Leisl Schillenger Makes an Over the Shoulder Catch in Deep Center Where Norman Mailer Cuts the Grass and Joe D Haunts The Ground Crew

You know that no one is more prepared than this reporter to cease and desist on the topic of the New York Times Book Review and its utter loathing of fiction. Norman Mailer may be cranky and a trifle carniverous in a vegan age, but it’s not as though he’s cooking crank in a West Village townhouse, or socking Rosie O’Donnell in the kisser, or giving commencement speechs at Vassar on the vagaries of chick-lit and the fall of civilization. Okay he wrote a novel about young Adolph’s formative years. Janet Maslin’s review innoculates the innocent with all the dudgeon the American Heart Association might muster in regard to the sausage and pepper sandwich. Read Norman at your peril. You’ll poke your Third Eye out.

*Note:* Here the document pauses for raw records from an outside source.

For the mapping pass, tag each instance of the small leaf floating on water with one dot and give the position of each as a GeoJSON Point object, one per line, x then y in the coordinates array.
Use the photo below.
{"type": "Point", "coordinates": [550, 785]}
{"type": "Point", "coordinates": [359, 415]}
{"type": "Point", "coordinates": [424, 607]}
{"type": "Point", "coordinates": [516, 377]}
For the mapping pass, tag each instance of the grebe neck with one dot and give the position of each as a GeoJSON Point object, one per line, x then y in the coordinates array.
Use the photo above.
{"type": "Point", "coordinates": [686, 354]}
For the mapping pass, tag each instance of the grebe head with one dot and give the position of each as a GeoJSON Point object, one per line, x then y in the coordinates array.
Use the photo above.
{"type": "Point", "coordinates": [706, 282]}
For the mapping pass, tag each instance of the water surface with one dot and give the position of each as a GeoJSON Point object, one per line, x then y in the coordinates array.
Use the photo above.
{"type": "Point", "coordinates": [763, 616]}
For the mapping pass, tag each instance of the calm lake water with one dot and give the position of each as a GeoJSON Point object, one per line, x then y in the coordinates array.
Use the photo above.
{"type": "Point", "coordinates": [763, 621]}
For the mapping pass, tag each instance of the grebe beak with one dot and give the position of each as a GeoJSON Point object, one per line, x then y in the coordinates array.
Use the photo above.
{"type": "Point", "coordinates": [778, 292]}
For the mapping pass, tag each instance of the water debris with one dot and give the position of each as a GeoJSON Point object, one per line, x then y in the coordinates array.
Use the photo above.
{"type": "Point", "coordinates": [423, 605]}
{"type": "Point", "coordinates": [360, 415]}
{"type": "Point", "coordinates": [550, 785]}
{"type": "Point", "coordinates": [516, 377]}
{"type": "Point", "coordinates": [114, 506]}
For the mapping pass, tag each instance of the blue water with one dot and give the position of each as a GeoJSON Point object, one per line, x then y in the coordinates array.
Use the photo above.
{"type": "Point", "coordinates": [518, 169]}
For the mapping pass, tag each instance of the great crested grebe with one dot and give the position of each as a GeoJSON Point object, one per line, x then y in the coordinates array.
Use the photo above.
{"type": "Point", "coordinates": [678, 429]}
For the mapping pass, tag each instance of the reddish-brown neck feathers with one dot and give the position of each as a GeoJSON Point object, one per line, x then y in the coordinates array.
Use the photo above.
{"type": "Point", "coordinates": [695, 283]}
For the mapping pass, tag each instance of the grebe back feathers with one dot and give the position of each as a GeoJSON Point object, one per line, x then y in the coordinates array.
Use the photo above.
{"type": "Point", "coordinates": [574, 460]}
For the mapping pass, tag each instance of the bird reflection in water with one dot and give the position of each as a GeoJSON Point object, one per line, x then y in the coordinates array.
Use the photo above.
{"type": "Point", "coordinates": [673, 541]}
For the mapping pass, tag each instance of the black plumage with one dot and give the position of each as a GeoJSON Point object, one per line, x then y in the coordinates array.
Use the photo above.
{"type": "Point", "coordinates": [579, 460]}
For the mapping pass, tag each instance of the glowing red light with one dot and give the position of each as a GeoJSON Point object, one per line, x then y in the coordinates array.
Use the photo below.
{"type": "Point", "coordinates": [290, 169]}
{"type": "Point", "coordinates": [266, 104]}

Thankfully in the same periodical Leisl Schillenger writes an actual book review of Roddy Doyle’s novel PAULA SPENCER. It’s okay with Leisl that Doyle labors in this distasteful arena, and she pretty much sticks to the task with a one hand grab at the warning track of Roddy’s long fly ball. She makes it look easy! She discusses the book without a single reference to the futlility of fiction.

At least the Sports Section is on the job. The Yankees are stockpiling young arms ( not as gross as it sounds, my Bulgarian friends.) The Knicks lost a heartbreaker. To the New Jersey Nets. Strange odors waft across the river. Somewhere near Basking Ridge a reader is cracking open that new Norman Mailer novel. Oh, the horror.

One Response to “Leisl Schillenger Makes an Over the Shoulder Catch in Deep Center Where Norman Mailer Cuts the Grass and Joe D Haunts The Ground Crew”

  1. david i Says:

    Fiction reviews are gradually moving out of the Book Reviews and onto the web.

    There’s something ironic in this, but I can’t think of a good metaphor or analogy. I’ll leave a blank here for someone else to fill.